The report, Outsourcing Information Technology, makes no recommendations but
concluded that when appropriate, agencies ought to let vendors run systems, said Martin
Kwapinsky, co-manager of GSA's Best Practices Program and project manager for the report.


The decision, however, ultimately must be made by an agency's managers based on sound
business justifications, he said.


The report warns: "It is a management tool and should be approached in that
manner."


Managers, for instance, shouldn't use outsourcing to avoid running projects themselves
if that is what's required. Managers still need staff to determine policy and provide
project oversight, GSA concluded.


"It must be remembered that privatization is only a management tool, not a
substitute for good management," the report said.


An important part of any privatization effort is maintaining the staff to oversee
projects, said Theresa Noll, a project manager for GSA's IT Management Practices Division.

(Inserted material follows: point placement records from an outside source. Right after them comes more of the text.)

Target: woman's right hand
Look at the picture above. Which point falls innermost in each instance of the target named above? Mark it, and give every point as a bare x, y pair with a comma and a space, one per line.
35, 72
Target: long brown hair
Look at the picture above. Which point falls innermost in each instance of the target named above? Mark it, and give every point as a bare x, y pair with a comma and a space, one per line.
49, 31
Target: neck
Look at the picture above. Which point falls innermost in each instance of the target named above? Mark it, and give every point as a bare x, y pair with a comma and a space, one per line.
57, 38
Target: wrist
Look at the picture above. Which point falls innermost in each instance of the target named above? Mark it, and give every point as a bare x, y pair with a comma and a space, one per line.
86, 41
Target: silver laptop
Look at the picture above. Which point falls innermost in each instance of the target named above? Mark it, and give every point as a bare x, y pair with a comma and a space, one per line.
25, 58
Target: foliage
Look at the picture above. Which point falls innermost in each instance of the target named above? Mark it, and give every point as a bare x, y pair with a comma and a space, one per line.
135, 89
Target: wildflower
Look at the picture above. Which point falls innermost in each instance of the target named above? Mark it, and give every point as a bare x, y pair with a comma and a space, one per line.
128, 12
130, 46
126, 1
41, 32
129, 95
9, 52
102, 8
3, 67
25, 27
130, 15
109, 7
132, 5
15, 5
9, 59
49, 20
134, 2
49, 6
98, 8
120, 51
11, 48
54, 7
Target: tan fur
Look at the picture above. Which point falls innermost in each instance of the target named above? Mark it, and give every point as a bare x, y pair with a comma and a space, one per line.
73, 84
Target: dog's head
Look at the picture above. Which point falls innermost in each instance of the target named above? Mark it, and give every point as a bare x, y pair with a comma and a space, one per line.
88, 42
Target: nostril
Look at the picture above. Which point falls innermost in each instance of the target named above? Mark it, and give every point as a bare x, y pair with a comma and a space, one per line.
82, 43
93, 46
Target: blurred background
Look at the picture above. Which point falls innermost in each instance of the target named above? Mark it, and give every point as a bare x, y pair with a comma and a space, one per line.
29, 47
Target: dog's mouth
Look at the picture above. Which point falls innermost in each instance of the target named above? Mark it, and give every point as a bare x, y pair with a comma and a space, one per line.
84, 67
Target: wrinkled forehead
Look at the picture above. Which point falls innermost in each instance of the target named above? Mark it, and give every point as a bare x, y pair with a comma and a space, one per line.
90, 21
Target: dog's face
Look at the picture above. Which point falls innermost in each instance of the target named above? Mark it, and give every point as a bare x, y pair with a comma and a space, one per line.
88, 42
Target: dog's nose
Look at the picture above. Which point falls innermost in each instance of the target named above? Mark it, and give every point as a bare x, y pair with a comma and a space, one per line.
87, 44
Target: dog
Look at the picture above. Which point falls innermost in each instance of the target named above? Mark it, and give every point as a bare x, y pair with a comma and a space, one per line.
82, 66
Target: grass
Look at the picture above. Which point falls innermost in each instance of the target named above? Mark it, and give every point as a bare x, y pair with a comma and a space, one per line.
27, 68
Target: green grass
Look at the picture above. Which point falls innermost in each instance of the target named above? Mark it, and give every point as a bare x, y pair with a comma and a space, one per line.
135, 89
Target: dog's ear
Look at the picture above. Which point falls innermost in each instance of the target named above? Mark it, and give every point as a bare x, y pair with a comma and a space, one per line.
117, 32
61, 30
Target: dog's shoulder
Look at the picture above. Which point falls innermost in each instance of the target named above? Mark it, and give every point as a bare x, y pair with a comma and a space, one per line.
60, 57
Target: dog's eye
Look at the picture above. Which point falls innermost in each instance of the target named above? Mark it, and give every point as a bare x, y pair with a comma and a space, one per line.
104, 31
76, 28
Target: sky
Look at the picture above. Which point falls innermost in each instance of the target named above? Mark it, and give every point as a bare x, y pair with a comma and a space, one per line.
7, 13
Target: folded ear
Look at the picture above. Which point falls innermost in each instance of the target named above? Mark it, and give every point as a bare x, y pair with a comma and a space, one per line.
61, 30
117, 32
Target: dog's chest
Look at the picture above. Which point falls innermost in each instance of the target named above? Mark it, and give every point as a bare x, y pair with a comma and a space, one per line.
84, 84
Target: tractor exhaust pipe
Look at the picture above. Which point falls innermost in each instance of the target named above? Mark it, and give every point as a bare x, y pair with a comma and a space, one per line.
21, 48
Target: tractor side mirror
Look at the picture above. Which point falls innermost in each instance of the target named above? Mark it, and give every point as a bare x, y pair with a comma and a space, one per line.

Federal managers, concerned about systems security, want to maintain control of systems
and often resist outsourcing, GSA found. Agency executives also face the danger that the
relationship between the agency and a contractor will sour, and perhaps hamper or foul a
project, the report said.


But there are legal and contractual ways to avoid problems, Kwapinski said.


Managers are not the only skeptics when it comes to outsourcing. Union representatives,
lawmakers and other community leaders, and sometimes even contractors will fight an agency
that seeks to outsource a project, GSA found.


Keeping all parties informed about the agency's goals and a project's status often
reduces such resistance, the report said.


GSA also offered several tips about how to write a performance work statement for a
contract. The PWS details the task, performance standards and deadline for the project.


"The PWS should be performance-oriented, specifying what outputs or measures are
desired and limiting directions as to how the results are achieved," GSA said.


Another bit of advice in the report: Parcel projects out in smaller, more manageable
pieces.


"If you outsource, you need to understand that you're not just giving up a project
and saying that you're not concerned about it anymore," Kwapinski said.